Lastly, I always wonder about the relationship between writing and other aspects of living? Does writing and reading make you a better human? I hope so. If they make you worse, I’m in trouble…

How does your writing interact with the world?

As I said earlier, the poems in my new book simultaneously look inward and outward. There are poems that intervene in recent American history; poems that confront racial and gun violence, economic issues, environmental questions, and a seemingly fading memory of the past. There are a series of poems with the title “American Allegory” and a series entitled “American Self-Portrait” as well as some called “American Landscape.” These poems argue that how we make the self—how we fashion the internal landscape—is similar to how we make a nation—how we fashion the external landscape.

Last year I wrote a poem called “Labor.” It’s probably the longest poem I’ve ever written and one of the most personal. When I was 14, I was a carhop at the Sonic Drive-In in Weatherford, Oklahoma, a small farm town out in Western Oklahoma.
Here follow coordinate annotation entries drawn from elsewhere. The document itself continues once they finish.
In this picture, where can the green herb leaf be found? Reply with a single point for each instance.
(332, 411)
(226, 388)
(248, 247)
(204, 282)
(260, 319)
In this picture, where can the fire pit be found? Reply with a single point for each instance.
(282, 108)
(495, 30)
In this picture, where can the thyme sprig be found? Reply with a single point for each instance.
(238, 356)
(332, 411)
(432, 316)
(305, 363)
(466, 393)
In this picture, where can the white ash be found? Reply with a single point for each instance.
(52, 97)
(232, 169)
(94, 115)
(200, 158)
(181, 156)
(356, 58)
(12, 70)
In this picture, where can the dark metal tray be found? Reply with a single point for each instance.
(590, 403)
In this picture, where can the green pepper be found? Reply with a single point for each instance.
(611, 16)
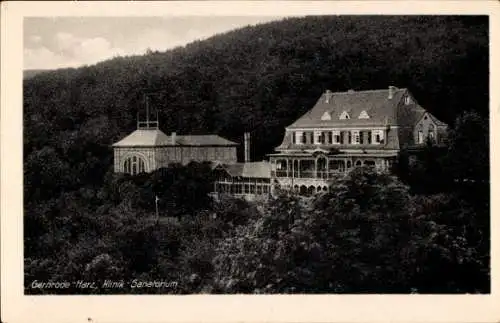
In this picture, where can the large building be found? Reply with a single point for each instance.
(148, 148)
(350, 129)
(249, 180)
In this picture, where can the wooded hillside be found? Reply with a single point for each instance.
(425, 232)
(261, 78)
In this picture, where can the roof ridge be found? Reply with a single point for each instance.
(364, 91)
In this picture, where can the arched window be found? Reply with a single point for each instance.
(420, 135)
(431, 133)
(134, 165)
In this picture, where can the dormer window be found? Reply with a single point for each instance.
(363, 115)
(344, 116)
(326, 116)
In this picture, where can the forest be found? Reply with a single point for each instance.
(423, 229)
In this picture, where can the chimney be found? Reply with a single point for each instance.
(173, 136)
(246, 143)
(328, 95)
(392, 89)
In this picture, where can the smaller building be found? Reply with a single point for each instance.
(249, 180)
(148, 148)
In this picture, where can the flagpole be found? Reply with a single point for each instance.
(156, 205)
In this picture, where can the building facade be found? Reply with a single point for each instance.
(148, 148)
(350, 129)
(249, 180)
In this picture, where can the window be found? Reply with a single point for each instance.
(336, 137)
(134, 165)
(420, 138)
(378, 136)
(304, 138)
(355, 134)
(363, 115)
(322, 138)
(317, 136)
(344, 116)
(431, 132)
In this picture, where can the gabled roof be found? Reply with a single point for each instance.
(260, 169)
(376, 103)
(438, 123)
(156, 137)
(153, 137)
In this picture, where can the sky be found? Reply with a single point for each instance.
(57, 42)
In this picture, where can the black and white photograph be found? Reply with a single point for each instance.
(263, 154)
The poem is about a confluence of events involving bringing Cokes and tater tots to a father and daughter who realize they don’t have enough money to pay for their order and a horrible accident on an oil rig outside of my hometown. These things come together along with my ongoing fear that what I do might not be considered “work” by the people in that very town. My “labor” involves crouching over a notebook or sitting in front of a computer screen, trying to wrestle language and ideas into something meaningful and perhaps even beautiful, which is very hard but very different from working on an oil rig. In my hometown, most people, including my family, would be skeptical of writing a poem being “work.” It is certainly a hugely different kind of labor. I’m always aware of that.

Do you feel a relationship with your work and your hometown?
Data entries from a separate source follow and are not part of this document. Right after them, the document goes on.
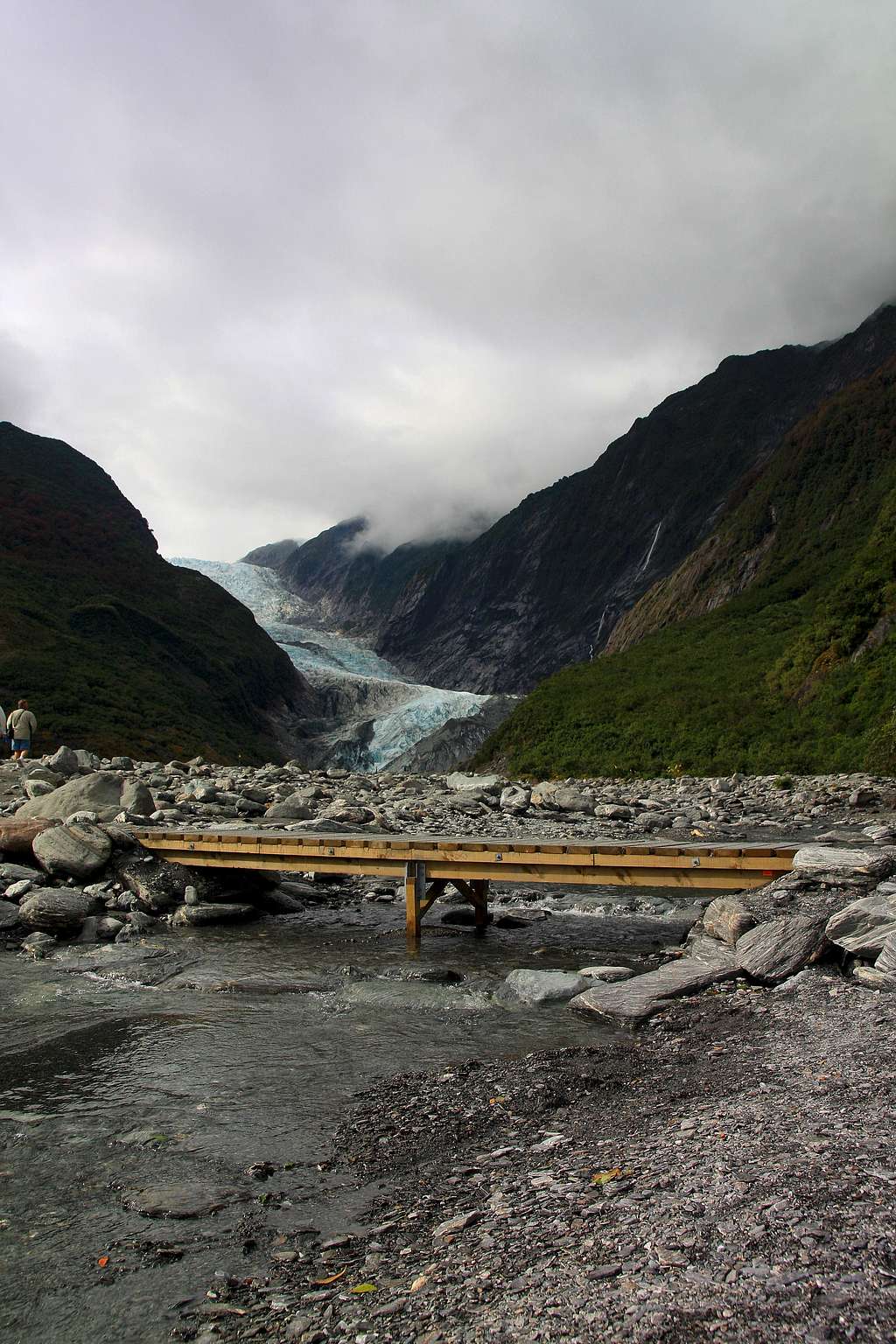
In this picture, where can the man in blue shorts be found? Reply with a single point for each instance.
(22, 726)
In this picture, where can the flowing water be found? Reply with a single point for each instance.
(113, 1086)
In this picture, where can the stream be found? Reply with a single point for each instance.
(109, 1086)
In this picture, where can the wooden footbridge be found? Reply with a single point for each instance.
(427, 864)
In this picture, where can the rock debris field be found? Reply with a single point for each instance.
(722, 1170)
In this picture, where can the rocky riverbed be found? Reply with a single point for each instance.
(720, 1172)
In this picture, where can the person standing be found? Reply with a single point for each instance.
(22, 726)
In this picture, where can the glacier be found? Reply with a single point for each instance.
(376, 712)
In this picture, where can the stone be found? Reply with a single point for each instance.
(17, 837)
(572, 800)
(459, 782)
(815, 858)
(218, 912)
(514, 799)
(63, 761)
(610, 975)
(78, 851)
(17, 890)
(542, 987)
(864, 927)
(727, 920)
(180, 1200)
(57, 910)
(102, 792)
(10, 915)
(887, 958)
(639, 999)
(294, 808)
(780, 948)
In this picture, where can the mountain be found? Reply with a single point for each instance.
(356, 588)
(547, 584)
(116, 649)
(273, 554)
(770, 648)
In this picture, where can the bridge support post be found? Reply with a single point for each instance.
(480, 890)
(414, 898)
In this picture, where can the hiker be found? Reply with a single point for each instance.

I’ve found myself writing more and more about Oklahoma lately. I’m collaborating with the great Choctaw poet and fiction writer LeAnne Howe, who is also from Oklahoma. She and I are and trading poems and letters about Oklahoma. We’re both lamenting Oklahoma’s great devolution. The state is in a terrible mess. When I was the age of my sons, the state was much different. Its slow slide into poor health, poor schools, and poor social programs is beyond tragic.

Now that I have kids, I’m thinking more about my own childhood. My childhood could not be more different than the one my kids have. I think rural Oklahoma would be a hard place to live now; so I’m nostalgic for the Oklahoma that I love, angry about the Oklahoma that is there now, and curious about what can be done.

The most personal poem in my forthcoming book is about Oklahoma. I don’t know if anyone from my home state will read it, but I suppose the poem, called “Geographic Self-Portrait” (which was inspired by a poem about Indiana by USF poet Bruce Snider) is a sort of love song to the Oklahoma I used to love.

Does landscape factor into this process?

Yes. Perhaps. I often wonder if where I live in the city, The Richmond, influences how often I think about the landscape of Oklahoma. I see the ocean every day, and in San Francisco, the ocean most resembles the wheat fields of western Oklahoma. I grew up seeing this wavy landscape stretch out in front of me. For me, landscape is always a nearly empty, wavy horizon. Here, when I go out to the ocean, the rippling waves look a lot like the wheat rippling in the Oklahoma wind. For whatever reason I always remember looking west, perhaps that was where the world flattened out a little. This meant I was often looking toward the sunset. When I go to Ocean Beach, I am always looking toward the sunset. Directionally, from a topographical perspective, the ocean and the wheat field are shockingly similar.